The correctness hinges on monotonicity: increasing $n$ increases the number of compositions, so the predicate “$\binom{n+k-1}{k-1} \ge m$” transitions from false to true at a single boundary.

Python Solution

import sys
input = sys.stdin.readline

def ncr_at_least(n, r, limit):
    if r < 0 or r > n:
        return 0
    if r > n - r:
        r = n - r

    res = 1
    for i in range(1, r + 1):
        res *= n - r + i
        if res >= limit:
            return limit
        res //= i
    return res

def count_ways(n, k, m):
    N = n + k - 1
    r = k - 1
    return ncr_at_least(N, r, m)

def solve():
    k, m = map(int, input().split())

    if m == 1:
        print(0)
        return
    if k == 1:
        print(-1)
        return

    lo, hi = 0, 10**18
    ans = -1

    while lo <= hi:
        mid = (lo + hi) // 2
        if count_ways(mid, k, m) >= m:
            ans = mid
            hi = mid - 1
        else:
            lo = mid + 1

    print(ans)

if __name__ == "__main__":
    solve()

The core implementation relies on a safe binomial coefficient evaluator that stops as soon as the threshold $m$ is reached.

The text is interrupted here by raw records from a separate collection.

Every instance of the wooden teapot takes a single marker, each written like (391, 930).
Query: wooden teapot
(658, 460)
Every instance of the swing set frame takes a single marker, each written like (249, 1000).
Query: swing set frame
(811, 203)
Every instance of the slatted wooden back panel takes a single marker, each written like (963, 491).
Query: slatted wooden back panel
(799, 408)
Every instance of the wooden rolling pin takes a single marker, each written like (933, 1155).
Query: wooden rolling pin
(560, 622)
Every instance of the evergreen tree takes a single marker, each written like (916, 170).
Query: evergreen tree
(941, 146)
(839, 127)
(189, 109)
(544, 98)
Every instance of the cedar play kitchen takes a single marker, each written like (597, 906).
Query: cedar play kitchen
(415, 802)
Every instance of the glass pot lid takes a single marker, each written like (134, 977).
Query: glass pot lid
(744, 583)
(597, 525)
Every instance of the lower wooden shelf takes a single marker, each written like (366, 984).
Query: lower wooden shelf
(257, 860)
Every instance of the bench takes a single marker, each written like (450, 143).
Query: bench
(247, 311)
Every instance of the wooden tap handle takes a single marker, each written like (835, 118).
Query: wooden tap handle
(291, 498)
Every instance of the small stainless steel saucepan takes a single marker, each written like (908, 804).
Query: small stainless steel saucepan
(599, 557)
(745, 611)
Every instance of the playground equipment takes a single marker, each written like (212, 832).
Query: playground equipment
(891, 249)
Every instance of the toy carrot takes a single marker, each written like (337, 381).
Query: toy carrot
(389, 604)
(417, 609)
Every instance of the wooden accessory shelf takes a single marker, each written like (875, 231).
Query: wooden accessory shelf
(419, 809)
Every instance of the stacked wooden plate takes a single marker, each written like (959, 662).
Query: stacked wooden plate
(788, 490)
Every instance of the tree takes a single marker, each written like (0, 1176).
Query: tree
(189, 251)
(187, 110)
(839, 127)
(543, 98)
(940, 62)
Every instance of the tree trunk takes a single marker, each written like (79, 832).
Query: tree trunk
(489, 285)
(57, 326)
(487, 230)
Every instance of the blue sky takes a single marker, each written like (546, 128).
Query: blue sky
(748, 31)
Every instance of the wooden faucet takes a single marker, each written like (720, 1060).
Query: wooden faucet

The division happens immediately after multiplication, keeping intermediate values small enough to avoid overflow in practice even before Python’s big integers grow too large. The binary search maintains the invariant that all values below lo are invalid and all values at or beyond ans are valid candidates.

The special cases for $m = 1$ and $k = 1$ avoid degenerate behavior where the binomial formula would either be unnecessary or misleading.

Worked Examples

Example 1

Let $k = 2, m = 3$. We want the smallest $n$ such that $\binom{n+1}{1} = n+1 \ge 3$.

mid n+1 value decision
0 1 1 too small
1 2 2 too small
2 3 3 valid

The binary search converges to $n = 2$. This confirms the interpretation: with two parts, the number of decompositions grows linearly.

Example 2

Let $k = 3, m = 4$. We compute $\binom{n+2}{2}$.

mid N value decision
0 2 1 too small
1 3 3 too small
2 4 6 valid

The answer is $n = 2$. This shows the quadratic growth of compositions when $k = 3$.

Complexity Analysis

Measure Complexity Explanation
Time $O(k \log N)$ Binary search over $n$, each check computes a truncated binomial coefficient up to $k$ steps
Space $O(1)$ Only a constant number of variables are used

The solution comfortably fits constraints because the binary search runs at most around 60 iterations, and each binomial computation stops early once the threshold $m$ is exceeded.

Test Cases

import sys, io

def run(inp: str) -> str:
    sys.stdin = io.StringIO(inp)
    return sys.stdin.read().strip()

# placeholder since full solver is embedded above
assert True
Test input Expected output What it validates
2 3 2 basic linear case
3 4 2 quadratic growth case

Edge Cases

For $m = 1$, the algorithm immediately returns $0$. For example input k = 5, m = 1, the check bypasses binary search entirely. This is correct because $\binom{4}{4} = 1$ corresponds to $n = 0$.

For $k = 1$, the function would otherwise compute $\binom{n}{0} = 1$ for all $n$, but the early return enforces correctness. For input k = 1, m = 2, the output is -1, matching the fact that no increase in $n$ changes the count.

For large $m$, such as $m = 10^{12}$, the multiplicative routine stops early once the running product exceeds $m$, preventing overflow and ensuring binary search decisions remain fast even when exact binomial values are huge.